I do not know how much of the old structure was left when in the mid-1930s General Balbo conceived the idea of building the new arch and dedicating it to the new fascism. At any rate, only the fascist monument remains now, a high slender erection, threaded through by the Libyan highway, connecting miles of nothingness to more miles of nothingness. The archway is high, a geometric shape of masonry, sloping inward very gently, bearing four cornices at the top, and ending in two triangular ears. On the underside of the arch are bas-reliefs showing the Italians building their famous highway and ploughing up new land for settlers. Two lengthy quotations in Latin are cut on the eastern and western face of the arch and over one of them is a briefer sentence in big well-cut letters. Alme Sol possis nihil Roma visere maius. (Gracious sun, may you never look upon anything greater than the City of Rome). The longer inscriptions say that the Arch portends to show to the whole world the new culture and the new humanity, which are the greatest gifts to mankind of a Rome whose glory and greatness have been restored.

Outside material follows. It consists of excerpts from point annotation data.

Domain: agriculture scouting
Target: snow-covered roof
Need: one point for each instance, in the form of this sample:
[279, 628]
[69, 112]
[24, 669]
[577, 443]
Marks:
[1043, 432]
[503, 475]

Although the Arch, considered (as it was mainly meant to be) as a piece of publicity, cannot have attracted widespread notice (for Sirtica is too desolate to attract many tourists) it must have impressed those who did pass through it. The land on either side for many miles is so empty of any interest that the most casual traveller must have looked forward to it, as we did, as a break in the visual monotony of the desert. It has a certain elegance, and the view from the unparapeted roof is worthwhile. But it has no strength to its architecture. Compared with the Arch of Marcus Aurelius in Tripoli, or even with the London Marble Arch, its shortcomings are obvious. There is an immature eagerness to gain height and to dominate that robs the structure of solidity and gives an air of flimsiness.

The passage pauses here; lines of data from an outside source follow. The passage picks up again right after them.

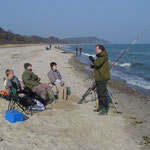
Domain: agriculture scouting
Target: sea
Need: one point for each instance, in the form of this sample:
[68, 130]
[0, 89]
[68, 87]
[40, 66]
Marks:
[133, 68]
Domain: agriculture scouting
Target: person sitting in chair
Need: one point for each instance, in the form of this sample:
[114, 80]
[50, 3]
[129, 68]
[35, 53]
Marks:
[56, 79]
[12, 81]
[32, 82]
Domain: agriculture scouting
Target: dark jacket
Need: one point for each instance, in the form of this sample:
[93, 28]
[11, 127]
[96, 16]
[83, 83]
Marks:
[30, 79]
[54, 75]
[13, 83]
[101, 67]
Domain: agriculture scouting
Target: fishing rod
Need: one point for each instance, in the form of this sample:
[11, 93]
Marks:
[113, 64]
[126, 49]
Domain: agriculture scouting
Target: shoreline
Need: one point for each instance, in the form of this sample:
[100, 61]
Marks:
[119, 85]
[66, 124]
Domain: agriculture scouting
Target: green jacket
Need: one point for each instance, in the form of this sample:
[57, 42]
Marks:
[30, 79]
[101, 67]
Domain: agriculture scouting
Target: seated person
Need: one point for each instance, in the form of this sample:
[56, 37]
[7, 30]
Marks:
[32, 82]
[12, 81]
[56, 79]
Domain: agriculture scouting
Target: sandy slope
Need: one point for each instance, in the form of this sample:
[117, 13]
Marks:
[64, 125]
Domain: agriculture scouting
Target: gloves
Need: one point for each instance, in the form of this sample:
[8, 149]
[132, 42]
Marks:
[91, 58]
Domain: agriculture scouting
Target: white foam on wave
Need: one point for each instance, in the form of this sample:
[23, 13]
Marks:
[125, 65]
[87, 54]
[132, 80]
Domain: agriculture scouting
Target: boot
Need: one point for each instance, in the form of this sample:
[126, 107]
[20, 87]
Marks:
[99, 109]
[104, 111]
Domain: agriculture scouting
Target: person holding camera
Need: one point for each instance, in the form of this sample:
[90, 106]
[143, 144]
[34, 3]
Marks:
[101, 75]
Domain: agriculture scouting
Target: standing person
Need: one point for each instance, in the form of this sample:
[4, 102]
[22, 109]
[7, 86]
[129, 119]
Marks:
[56, 79]
[32, 82]
[80, 49]
[101, 75]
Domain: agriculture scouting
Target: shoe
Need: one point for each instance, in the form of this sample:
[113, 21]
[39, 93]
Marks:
[98, 110]
[104, 111]
[49, 101]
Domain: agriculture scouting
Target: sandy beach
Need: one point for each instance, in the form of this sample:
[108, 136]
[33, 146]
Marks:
[65, 125]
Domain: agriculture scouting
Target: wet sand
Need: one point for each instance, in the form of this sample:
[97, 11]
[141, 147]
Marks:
[65, 125]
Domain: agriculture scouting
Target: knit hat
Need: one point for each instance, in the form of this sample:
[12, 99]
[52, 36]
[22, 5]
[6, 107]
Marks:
[26, 65]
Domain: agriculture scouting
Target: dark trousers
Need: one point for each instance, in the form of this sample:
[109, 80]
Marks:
[101, 87]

In horizontal niches above the arch are two big male bronze nudes, which must have puzzled many of the Eighth Army soldiers who stopped to look up at the Arch. They are Balbo’s bows to the past – the effigies of the Philaeni brothers, whose courageous action prompted this piece of Italian bombast.
Many heroes keep the Philaeni company there now, for in this area the land was treacherously sown with mines of all descriptions. Every step, every turn of the wheel west of El Agheila was a hazard. All along the road the sappers were at work with their detectors, feeling their way like blind men. But they could not detect all the mines, and in the hurry of pursuit, there was always some doubt as to where safe lanes were. One noon, near Nofilia (Fig. 8), one of our airmen, in spite of repeated warnings, cut across a corner at a crossroads. There was a report, and he fell. He had trodden on a small mine that leapt three or four feet into the air and threw pellets outwards in every direction. He was very fortunate, however. Only two of the pellets caught him, one in the shoulder and one in the buttocks, and after a few weeks in a field hospital he recovered.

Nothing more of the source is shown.